Enfin, le bord accueille aussi le nouveau (avril 2012) préfet des Taaf, Pascal BOLOT, qui va ainsi découvrir le Marion et les districts dont il est l’administrateur supérieur. C’est donc une occasion importante pour les cadres des Taaf de lui faire visiter ses territoires en lui proposant alors un éclairage dirigé vers les problématiques propres à chaque service (Réserve Naturelle, Services Techniques, Service Financier… : les 3 directeurs sont donc à bord, respectivement Cédric, Marion et Didier).
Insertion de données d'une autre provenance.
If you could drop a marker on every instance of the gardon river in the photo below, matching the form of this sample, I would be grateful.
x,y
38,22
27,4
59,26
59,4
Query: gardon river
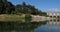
x,y
49,27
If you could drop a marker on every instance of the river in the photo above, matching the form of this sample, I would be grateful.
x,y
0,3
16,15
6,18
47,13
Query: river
x,y
49,27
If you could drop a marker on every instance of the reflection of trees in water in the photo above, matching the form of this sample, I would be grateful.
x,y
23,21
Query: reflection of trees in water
x,y
17,26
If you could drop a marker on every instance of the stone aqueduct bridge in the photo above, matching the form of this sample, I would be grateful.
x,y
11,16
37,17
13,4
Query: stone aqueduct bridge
x,y
52,16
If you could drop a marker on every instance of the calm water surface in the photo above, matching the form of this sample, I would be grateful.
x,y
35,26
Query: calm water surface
x,y
49,27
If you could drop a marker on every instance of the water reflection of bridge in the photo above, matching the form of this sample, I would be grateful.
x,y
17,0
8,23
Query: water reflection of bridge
x,y
54,16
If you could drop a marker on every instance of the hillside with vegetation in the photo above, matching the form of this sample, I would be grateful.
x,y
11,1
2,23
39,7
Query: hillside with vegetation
x,y
7,7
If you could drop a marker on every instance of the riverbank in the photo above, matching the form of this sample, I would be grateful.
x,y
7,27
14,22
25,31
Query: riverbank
x,y
19,27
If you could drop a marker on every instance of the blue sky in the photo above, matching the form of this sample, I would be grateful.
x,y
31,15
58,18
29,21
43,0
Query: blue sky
x,y
41,4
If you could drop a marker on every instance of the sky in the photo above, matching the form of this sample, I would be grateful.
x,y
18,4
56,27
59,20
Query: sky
x,y
44,5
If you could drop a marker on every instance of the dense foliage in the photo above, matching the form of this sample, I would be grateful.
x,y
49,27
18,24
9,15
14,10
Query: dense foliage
x,y
7,7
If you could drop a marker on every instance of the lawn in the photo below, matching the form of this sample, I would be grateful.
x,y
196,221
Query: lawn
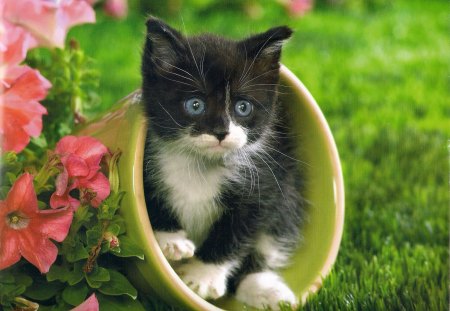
x,y
380,76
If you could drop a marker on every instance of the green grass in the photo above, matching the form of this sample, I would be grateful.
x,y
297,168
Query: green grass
x,y
381,79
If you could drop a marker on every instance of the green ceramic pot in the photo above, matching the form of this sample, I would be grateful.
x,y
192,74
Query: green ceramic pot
x,y
124,128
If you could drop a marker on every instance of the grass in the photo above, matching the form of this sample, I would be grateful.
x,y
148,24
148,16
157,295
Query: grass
x,y
381,79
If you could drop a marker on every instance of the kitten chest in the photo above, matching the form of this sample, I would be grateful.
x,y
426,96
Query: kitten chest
x,y
193,192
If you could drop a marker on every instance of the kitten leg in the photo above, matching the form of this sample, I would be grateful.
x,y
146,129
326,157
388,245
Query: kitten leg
x,y
208,280
265,290
175,245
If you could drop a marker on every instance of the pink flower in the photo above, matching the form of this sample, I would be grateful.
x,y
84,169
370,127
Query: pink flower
x,y
116,8
25,230
21,89
81,158
48,20
14,44
90,304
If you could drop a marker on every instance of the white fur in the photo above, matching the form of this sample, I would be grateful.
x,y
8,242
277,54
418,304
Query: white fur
x,y
209,281
236,139
265,290
175,245
193,192
272,251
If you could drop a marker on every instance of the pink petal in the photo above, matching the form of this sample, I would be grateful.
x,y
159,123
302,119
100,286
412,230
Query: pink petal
x,y
64,200
66,145
16,42
21,196
37,249
13,137
54,224
76,166
116,8
61,182
30,85
90,304
48,21
22,114
9,247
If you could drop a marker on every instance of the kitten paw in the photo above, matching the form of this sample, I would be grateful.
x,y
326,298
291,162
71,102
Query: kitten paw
x,y
209,281
265,290
175,245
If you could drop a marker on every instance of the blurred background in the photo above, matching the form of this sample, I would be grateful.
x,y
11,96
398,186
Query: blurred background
x,y
379,71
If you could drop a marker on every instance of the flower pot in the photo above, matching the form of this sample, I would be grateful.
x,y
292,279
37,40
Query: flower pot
x,y
124,127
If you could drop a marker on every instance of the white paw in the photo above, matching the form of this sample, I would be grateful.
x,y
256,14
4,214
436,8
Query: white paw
x,y
209,281
175,245
265,290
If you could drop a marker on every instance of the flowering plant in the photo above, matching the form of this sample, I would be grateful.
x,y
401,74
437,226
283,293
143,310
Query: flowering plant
x,y
62,241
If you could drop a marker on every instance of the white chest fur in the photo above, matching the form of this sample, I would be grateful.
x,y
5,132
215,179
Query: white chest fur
x,y
193,192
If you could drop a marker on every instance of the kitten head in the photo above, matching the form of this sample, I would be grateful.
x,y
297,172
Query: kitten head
x,y
208,94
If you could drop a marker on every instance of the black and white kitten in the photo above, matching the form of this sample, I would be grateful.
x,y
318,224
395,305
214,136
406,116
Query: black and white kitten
x,y
221,180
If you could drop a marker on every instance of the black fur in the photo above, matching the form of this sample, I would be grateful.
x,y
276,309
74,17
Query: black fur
x,y
266,198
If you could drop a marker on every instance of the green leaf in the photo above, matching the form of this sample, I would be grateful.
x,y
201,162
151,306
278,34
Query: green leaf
x,y
76,252
12,290
128,248
42,290
109,207
56,272
97,277
22,278
118,285
75,295
118,303
7,277
76,275
93,236
114,229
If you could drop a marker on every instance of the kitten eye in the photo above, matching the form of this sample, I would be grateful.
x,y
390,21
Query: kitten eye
x,y
194,106
243,108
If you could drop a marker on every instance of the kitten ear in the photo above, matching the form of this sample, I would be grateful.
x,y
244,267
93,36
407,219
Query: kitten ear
x,y
163,44
266,46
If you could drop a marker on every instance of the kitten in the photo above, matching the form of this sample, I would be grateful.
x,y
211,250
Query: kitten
x,y
221,182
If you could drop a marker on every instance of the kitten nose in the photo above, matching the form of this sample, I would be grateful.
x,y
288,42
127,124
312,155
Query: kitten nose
x,y
220,134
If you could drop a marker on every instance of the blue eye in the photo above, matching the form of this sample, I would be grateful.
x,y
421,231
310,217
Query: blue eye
x,y
243,108
194,106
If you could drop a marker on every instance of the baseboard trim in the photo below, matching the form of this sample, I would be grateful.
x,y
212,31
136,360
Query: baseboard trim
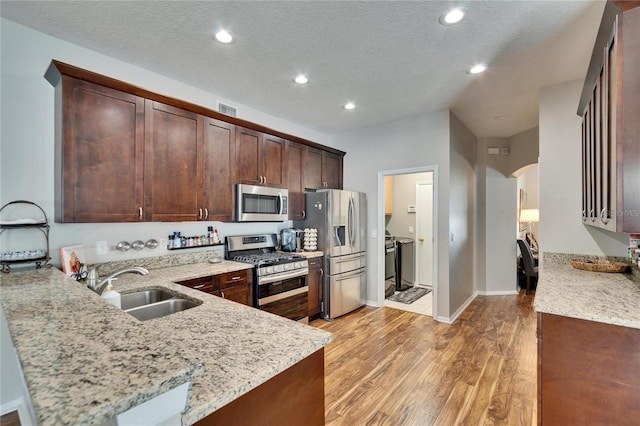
x,y
499,293
20,406
454,317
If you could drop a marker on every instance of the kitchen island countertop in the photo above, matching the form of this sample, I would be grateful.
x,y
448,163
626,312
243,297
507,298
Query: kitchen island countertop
x,y
85,360
595,296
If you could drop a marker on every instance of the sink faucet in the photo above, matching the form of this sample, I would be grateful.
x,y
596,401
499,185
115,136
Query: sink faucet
x,y
99,286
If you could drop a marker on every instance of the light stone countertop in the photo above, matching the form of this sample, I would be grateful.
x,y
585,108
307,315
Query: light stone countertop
x,y
225,348
595,296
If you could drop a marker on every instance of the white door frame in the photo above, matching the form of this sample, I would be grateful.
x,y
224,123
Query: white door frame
x,y
420,231
381,226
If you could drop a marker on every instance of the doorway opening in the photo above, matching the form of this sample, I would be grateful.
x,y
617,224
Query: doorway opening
x,y
409,217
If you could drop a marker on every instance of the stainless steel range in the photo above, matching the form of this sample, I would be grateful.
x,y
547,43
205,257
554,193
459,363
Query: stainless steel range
x,y
280,279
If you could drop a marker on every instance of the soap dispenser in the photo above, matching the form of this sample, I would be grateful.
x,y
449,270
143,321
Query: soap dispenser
x,y
110,295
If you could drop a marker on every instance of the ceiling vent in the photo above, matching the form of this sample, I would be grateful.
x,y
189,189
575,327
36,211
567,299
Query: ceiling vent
x,y
227,109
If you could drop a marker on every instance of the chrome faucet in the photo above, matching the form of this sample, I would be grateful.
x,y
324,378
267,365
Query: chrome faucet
x,y
99,286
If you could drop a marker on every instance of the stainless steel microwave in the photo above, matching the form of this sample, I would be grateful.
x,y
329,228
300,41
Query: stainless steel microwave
x,y
261,204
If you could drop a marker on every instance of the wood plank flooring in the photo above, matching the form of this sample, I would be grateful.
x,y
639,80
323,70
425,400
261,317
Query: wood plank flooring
x,y
392,367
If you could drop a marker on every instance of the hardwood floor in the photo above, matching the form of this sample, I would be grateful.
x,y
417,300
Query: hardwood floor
x,y
392,367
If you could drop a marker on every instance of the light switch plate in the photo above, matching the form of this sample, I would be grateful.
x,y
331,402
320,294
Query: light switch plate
x,y
102,247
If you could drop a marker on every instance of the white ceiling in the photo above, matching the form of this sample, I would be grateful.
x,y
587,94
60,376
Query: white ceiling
x,y
392,58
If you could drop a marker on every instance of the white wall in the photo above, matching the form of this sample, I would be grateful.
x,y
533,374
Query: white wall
x,y
404,194
27,140
462,215
500,247
561,229
413,142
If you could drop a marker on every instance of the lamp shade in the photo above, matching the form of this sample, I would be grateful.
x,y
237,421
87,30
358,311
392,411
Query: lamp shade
x,y
529,215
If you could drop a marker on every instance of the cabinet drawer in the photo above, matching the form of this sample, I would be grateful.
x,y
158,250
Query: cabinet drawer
x,y
205,284
315,262
232,279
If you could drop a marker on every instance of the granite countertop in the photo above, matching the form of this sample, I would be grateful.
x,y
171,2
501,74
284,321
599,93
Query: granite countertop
x,y
67,337
595,296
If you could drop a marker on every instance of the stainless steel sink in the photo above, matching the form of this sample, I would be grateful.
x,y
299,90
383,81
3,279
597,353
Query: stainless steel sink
x,y
154,303
144,297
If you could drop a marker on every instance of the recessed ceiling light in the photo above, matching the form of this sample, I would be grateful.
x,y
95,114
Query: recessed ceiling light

Pour finir, un rapide tour de l’équipage, commandé par Pascal Auvinet, avec qui j’ai navigué lors de la dernière OP. Un quinqua originaire du Sud-Ouest, auparavant commandant du Christophe Colomb , un des plus grand porte conteneur français, et avant encore il naviguait sur les côtes ouest africaines pour charger son grumier des bois exotiques précieux. Il a donc bien bourlingué et n’est jamais avare d’anecdotes savoureuses de ces missions autrement aventureuses. Il est secondé par Estelle avec qui j’ai partagé toutes mes rotations jusqu’à présent. Le chef mécano n’est pas Alain cette fois-ci mais Mathieu, jeune lieutenant au visage rond et jovial, secondé par JB, plus jeune lieutenant encore avec qui j’ai fait plusieurs OP déjà et qui est un grand fan de montagne ! Je connais mois bien le reste de l’équipage français pour le moment mais ça va vite changer. Les marins malgaches et roumains sont là aussi, je les connais pour la plupart. Ils sont champions de la bonne humeur ! C’est un plaisir de travailler avec eux.


On trouve aussi à bord une jeune journaliste de l’AFP, Sophie Lautier, qui vient faire un grand reportage sur les Taaf et qui est accompagnée de Nelly, chargée de com’ aux Taaf.

La journée de jeudi progresse pour nous envelopper finalement dans une nuit opaque et humide qui nous invite à regagner le château pour y dîner. Premier repas à bord et premiers maux de mer pour les plus sensibles que je retrouvent, un peu plus tard, au seuil de l’hôpital, tout verts ! Distribution générale d’antinaupathiques et conseils de circonstances. La soirée est calme, et la majorité des passagers regagne sa cabine sans trop tarder. La fatigue des derniers préparatifs est costaude et les couettes très confortables : bim ! me voilà parti pour 10 heures de sommeil…trop bon !

Premier réveil à bord, lumière vive d’un ciel sans nuage, encore amplifiée par la réverbération de la mer, et la rectitude des rayons, car nous nous rapprochons de l’équateur. Ça cogne ! On prend le soleil sur le pont, tentant d’apercevoir en premier la minuscule silhouette de Tromelin ! A 10 heures, ça y est ! On la voit. Minuscule terre plate et sablonneuse qui émerge tout juste des eaux turquoises de l’océan Indien. Plage frangée de cocotiers, quelques bicoques de guingois et une piste d’atterrissage ! Voilà tout…3 personnes s’y relaient par période de deux mois (maintenance d(installations météo et souveraineté française car le territoire est revendiquée périodiquement par les mauriciens). Alors qu’on se perd en rêveries à la Robinson Crusoé en voyant cette île, mon voisin s’excite et crie « Baleines à bâbord ! ». Pas faux…2 ombres sombres et massives évoluent sous l’eau à une 10aine de mètres tout au plus de la coque. Ces deux baleines font surface un instant pour respirer puis disparaissent pour quelques minutes. On les reverra ensuite deux fois autour du bateau, alors que nous mouillons à 100 mètres à peine de Tromelin. Cette OP commence sacrément bien pardi ! Une après-midi à contempler ce petit coin de paradis (et à acheminer du matériel et de vivres) et pffffuitt ! Direction Crozet que nous devrions atteindre le 30 au petit jour.